Глава 16
На тридцатую ночь с того дня, как я стала женой Ло-Мелхиина, он пришел в мои покои и не ушел после того, как отпустил мои руки.
Вместо этого он откинулся на мягкие шелковые подушки у изголовья моей постели. Я все еще сидела в изножье кровати, одетая ко сну. Служанки потушили все огни, кроме той лампы, что стояла возле нас, и часовой свечи в углу. Воздух в комнате был густо наполнен благовониями, запах которых мне не нравился и сдавливал мне грудь. На мне не было покрывала, за которым я могла бы спрятать от него свое лицо, поэтому я сидела без движения, постаравшись обратиться в камень. Он улыбнулся своей хищной улыбкой охотника.
– Ты прожила со мной дольше, чем все прочие, жена моя, – сказал он. – Как ты думаешь, почему?
Я не была уверена, знает ли он причину и ждет ли, что ее знаю я. Он больше не насмехался надо мной, но был суров и жесток, как ураган в пустыне, который видно за много часов до его прихода, но которого невозможно избежать. Его прежняя холодная насмешливость нравилась мне больше. Тогда он хотя бы не уделял мне столь пристального внимания.
– Я не знаю, мой господин, – ответила я. – Быть может, мое божество улыбается мне с небес, и его сила больше твоей.
Теперь он улыбался, словно гадюка, которую ткнули палкой.
– У остальных тоже были божества, – сказал он. – Но они не спасли их.
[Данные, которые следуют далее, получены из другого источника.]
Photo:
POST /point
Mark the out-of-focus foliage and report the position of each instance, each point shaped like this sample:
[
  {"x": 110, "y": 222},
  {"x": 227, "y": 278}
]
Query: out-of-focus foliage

Такие слова мог бы произнести Сокат Ясноокий, но в устах Ло-Мелхиина они звучали жестоко. Слова Скептика наталкивали собеседника на размышления. Слова Ло-Мелхиина были призваны уничтожить его страхом.
– Отец отца нашего отца был очень хорошим человеком, – сказала я. – Мы молились ему на протяжении многих лет, оставляя у его алтаря щедрые подношения.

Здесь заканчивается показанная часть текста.